Thibaut Barrère edited this page May 13, 2020 · 4 revisions

FileLock provides an easy way to ensure a single block of code runs at a given time on a given server (= no overlap), something which is often needed for ETL jobs. For instance:

  • You may have long-running incremental data synchronisation jobs, which will store a last_updated_at timestamp on disk. You would not want this timestamp to be modified by two concurrent jobs (or the data synchronisation would not work as expected).
  • You may query a remote resource (server etc), for which you may need to avoid more than one connection at a given time.

Kiba Pro FileLock solves this problem in the case you are running your tasks on a single server.

FileLock will protect you against:

  • Cron jobs which may overlap (e.g. 1st run becomes long for some reason, 2nd run starts in the middle).
  • Background jobs that may end up running concurrently in a way you didn't expect.

FileLock is not a distributed lock. A Postgres-based lock will be shipped in a next version of Kiba Pro for that purpose.

Requirements and use

Currently tested against: MRI Ruby 2.4-2.7, Linux/Ubuntu, Mac OS X. Other platforms may work (please send inquiry for verification).

To use FileLock, wrap your ETL job run with this code:

require 'kiba-pro/middlewares/file_lock'

Kiba::Pro::Middlewares::FileLock.with_lock(lock_file: 'tmp/process.lock') do
  job = prepare_job
  Kiba.run(job)
end

When this code runs, the middleware will attempt to immediately acquire the lock on the file (creating it if it does not exist). If the acquirement is successful, the code in the block will run. Otherwise, LockFailedException will be raised, and the code won't run.

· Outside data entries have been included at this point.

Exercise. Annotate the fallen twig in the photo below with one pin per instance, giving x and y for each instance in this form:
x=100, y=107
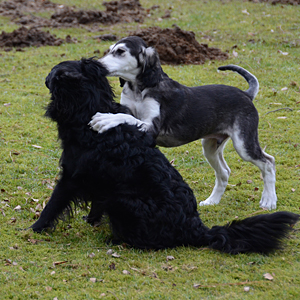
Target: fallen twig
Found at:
x=283, y=108
x=196, y=286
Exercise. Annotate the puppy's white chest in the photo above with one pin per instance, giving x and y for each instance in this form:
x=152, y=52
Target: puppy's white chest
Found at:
x=143, y=108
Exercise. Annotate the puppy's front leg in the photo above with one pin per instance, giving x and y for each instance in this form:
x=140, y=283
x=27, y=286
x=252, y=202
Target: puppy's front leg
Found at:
x=103, y=122
x=61, y=198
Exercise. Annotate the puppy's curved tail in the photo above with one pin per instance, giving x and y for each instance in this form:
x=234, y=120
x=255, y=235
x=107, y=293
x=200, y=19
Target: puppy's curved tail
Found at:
x=260, y=234
x=251, y=79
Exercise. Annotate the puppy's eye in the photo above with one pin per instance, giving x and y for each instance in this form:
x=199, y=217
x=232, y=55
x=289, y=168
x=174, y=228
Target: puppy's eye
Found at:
x=120, y=51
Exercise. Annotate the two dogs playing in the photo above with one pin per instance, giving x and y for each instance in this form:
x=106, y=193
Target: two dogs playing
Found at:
x=121, y=173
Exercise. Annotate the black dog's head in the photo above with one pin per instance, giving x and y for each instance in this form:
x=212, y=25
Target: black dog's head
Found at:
x=78, y=87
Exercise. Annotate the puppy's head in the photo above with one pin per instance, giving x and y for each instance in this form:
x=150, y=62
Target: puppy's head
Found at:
x=76, y=86
x=129, y=58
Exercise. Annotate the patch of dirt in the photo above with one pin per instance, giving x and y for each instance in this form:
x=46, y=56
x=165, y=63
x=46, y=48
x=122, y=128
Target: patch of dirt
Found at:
x=21, y=12
x=274, y=2
x=176, y=46
x=24, y=37
x=13, y=7
x=116, y=12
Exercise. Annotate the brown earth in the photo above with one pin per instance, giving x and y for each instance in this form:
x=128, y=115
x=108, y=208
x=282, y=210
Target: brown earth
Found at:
x=274, y=2
x=176, y=46
x=24, y=37
x=21, y=12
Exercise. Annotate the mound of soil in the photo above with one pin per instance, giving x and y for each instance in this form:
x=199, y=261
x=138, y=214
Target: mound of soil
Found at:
x=176, y=46
x=24, y=37
x=274, y=2
x=13, y=7
x=116, y=12
x=22, y=12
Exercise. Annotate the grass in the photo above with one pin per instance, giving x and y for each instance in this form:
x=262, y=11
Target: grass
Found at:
x=60, y=264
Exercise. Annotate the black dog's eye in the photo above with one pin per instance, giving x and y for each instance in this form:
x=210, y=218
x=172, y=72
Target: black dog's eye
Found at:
x=120, y=51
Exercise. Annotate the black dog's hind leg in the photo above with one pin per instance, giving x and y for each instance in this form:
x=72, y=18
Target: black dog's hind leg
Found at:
x=95, y=215
x=64, y=193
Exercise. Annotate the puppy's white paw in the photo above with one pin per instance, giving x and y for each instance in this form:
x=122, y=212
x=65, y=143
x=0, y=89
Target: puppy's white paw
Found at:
x=102, y=122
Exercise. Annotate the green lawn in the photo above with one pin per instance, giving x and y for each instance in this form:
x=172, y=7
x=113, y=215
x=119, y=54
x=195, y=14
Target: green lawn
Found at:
x=265, y=39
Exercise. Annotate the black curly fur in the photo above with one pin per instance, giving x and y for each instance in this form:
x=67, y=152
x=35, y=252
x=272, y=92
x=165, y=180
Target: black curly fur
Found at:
x=122, y=173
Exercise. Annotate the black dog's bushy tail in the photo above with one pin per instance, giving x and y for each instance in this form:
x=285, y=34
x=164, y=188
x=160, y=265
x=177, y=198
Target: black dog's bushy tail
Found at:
x=260, y=234
x=251, y=79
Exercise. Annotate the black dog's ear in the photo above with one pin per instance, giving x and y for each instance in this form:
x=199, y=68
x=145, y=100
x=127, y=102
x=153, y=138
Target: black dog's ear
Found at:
x=151, y=68
x=61, y=77
x=93, y=68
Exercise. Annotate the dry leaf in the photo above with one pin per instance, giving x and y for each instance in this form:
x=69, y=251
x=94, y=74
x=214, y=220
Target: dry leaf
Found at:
x=283, y=53
x=235, y=54
x=56, y=263
x=115, y=255
x=268, y=276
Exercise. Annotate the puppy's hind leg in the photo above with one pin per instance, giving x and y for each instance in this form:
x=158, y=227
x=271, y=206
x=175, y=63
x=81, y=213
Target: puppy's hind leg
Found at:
x=249, y=150
x=213, y=151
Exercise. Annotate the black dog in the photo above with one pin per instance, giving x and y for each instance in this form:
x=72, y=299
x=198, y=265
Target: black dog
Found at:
x=122, y=174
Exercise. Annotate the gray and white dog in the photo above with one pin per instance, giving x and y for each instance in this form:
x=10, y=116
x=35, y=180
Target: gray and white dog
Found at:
x=176, y=114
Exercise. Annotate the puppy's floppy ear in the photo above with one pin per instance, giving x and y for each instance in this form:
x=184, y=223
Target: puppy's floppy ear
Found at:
x=151, y=69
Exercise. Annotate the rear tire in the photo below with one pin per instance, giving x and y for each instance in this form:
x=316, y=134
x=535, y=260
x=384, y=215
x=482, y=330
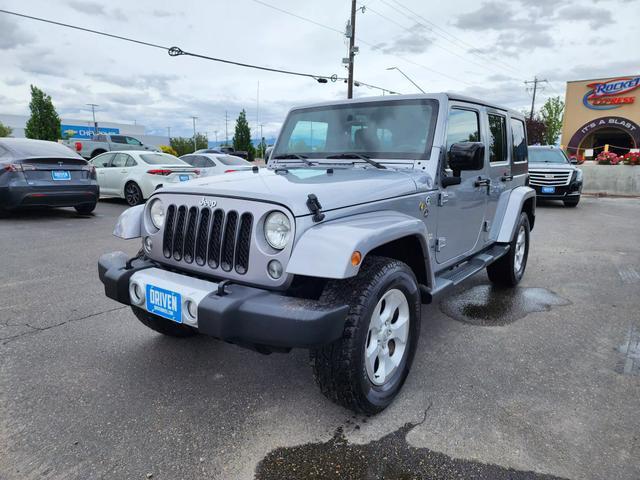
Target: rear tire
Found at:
x=85, y=209
x=572, y=202
x=162, y=325
x=365, y=369
x=508, y=270
x=133, y=194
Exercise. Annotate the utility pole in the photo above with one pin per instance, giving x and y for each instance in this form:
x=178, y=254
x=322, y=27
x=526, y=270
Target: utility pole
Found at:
x=195, y=146
x=535, y=83
x=93, y=111
x=226, y=128
x=352, y=40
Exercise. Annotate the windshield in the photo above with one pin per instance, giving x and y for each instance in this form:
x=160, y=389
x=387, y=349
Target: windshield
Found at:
x=395, y=129
x=161, y=159
x=231, y=160
x=546, y=155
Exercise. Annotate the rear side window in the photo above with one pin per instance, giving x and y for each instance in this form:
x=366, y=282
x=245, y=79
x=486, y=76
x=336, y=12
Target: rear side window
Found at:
x=519, y=141
x=464, y=126
x=497, y=138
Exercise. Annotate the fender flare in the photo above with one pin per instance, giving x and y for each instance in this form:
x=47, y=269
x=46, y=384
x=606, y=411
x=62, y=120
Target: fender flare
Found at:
x=515, y=205
x=325, y=250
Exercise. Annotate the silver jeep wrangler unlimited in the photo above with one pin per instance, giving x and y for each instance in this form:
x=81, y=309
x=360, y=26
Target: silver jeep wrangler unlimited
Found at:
x=367, y=209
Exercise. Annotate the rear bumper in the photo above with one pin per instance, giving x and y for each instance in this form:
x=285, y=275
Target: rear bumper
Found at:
x=12, y=197
x=243, y=315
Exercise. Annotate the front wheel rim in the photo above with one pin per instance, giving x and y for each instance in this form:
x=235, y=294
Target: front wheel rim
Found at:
x=520, y=249
x=387, y=337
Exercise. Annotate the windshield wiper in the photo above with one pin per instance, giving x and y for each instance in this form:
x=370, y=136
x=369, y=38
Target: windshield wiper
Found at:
x=361, y=157
x=293, y=156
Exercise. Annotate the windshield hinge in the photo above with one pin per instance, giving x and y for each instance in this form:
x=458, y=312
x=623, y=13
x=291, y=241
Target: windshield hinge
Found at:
x=313, y=204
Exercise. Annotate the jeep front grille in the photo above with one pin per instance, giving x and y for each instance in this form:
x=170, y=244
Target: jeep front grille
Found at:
x=549, y=177
x=207, y=236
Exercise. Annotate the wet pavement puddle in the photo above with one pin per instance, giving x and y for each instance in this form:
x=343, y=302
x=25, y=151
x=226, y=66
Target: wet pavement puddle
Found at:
x=488, y=305
x=390, y=458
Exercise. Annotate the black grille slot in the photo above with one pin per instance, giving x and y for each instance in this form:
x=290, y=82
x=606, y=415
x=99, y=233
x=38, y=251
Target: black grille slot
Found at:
x=167, y=239
x=215, y=239
x=201, y=237
x=244, y=243
x=178, y=238
x=205, y=236
x=229, y=241
x=190, y=235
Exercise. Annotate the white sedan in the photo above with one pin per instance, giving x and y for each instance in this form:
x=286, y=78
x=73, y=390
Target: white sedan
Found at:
x=216, y=163
x=134, y=175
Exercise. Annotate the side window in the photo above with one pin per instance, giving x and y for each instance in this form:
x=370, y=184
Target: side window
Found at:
x=464, y=126
x=519, y=141
x=120, y=160
x=103, y=161
x=497, y=138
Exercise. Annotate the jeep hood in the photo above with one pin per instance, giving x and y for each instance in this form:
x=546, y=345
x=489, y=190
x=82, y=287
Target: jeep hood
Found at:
x=342, y=188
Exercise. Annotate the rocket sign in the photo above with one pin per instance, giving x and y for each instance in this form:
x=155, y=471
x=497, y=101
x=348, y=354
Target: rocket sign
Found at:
x=607, y=95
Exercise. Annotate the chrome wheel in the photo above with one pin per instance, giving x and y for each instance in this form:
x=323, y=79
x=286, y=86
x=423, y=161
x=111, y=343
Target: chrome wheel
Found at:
x=387, y=337
x=132, y=194
x=520, y=249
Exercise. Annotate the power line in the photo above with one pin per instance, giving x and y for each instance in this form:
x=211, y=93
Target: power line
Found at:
x=177, y=51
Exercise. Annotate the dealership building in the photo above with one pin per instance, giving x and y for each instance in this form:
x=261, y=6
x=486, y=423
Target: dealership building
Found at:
x=601, y=114
x=83, y=129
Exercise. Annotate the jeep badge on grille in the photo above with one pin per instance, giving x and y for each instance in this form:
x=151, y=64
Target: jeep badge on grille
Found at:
x=207, y=202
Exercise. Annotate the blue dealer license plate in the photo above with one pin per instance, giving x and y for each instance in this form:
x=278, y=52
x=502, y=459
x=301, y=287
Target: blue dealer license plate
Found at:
x=61, y=174
x=165, y=303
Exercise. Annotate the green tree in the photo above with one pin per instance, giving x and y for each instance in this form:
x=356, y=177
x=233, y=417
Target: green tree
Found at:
x=184, y=145
x=5, y=130
x=44, y=123
x=551, y=113
x=242, y=135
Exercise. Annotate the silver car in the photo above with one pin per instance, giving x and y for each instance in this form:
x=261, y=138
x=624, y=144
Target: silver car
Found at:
x=368, y=209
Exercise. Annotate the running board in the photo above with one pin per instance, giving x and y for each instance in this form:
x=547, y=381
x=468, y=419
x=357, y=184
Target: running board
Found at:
x=454, y=276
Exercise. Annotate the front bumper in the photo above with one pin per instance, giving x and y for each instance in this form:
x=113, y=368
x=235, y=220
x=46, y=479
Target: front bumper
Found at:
x=244, y=315
x=572, y=190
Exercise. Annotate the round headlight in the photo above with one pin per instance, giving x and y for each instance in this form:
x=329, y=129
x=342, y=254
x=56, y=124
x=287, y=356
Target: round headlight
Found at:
x=277, y=230
x=156, y=213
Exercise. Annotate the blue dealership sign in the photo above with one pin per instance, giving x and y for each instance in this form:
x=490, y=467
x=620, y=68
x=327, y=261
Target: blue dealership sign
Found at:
x=84, y=131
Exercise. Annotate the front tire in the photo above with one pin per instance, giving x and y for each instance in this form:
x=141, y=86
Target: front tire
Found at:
x=508, y=270
x=133, y=194
x=365, y=369
x=572, y=202
x=162, y=325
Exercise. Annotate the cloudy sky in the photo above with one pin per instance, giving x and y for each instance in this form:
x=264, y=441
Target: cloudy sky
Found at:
x=481, y=48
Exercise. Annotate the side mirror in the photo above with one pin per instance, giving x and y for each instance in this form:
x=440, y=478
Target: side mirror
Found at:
x=466, y=156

This will cover against other processes locking against the same file, but also against threads in the same process, or forks of the same process.

Important notes

A few important points must be noted:

  • :warning: Do not ever delete/unlink the lock file. Doing so will prevent FileLock from working properly, as a race condition will be able to occur. If you really need to delete lock files, turn off all your processes and crons (e.g. maintenance mode), make sure nothing is running nor can be started, then proceed. See DON'T unlink section on this page for more background.
  • If you use Capistrano-styled deployment, make sure to store your lock files in a folder which is shared between deployments (typically under shared). The lock works on a given file, so if the file is not the same, the lock will not work!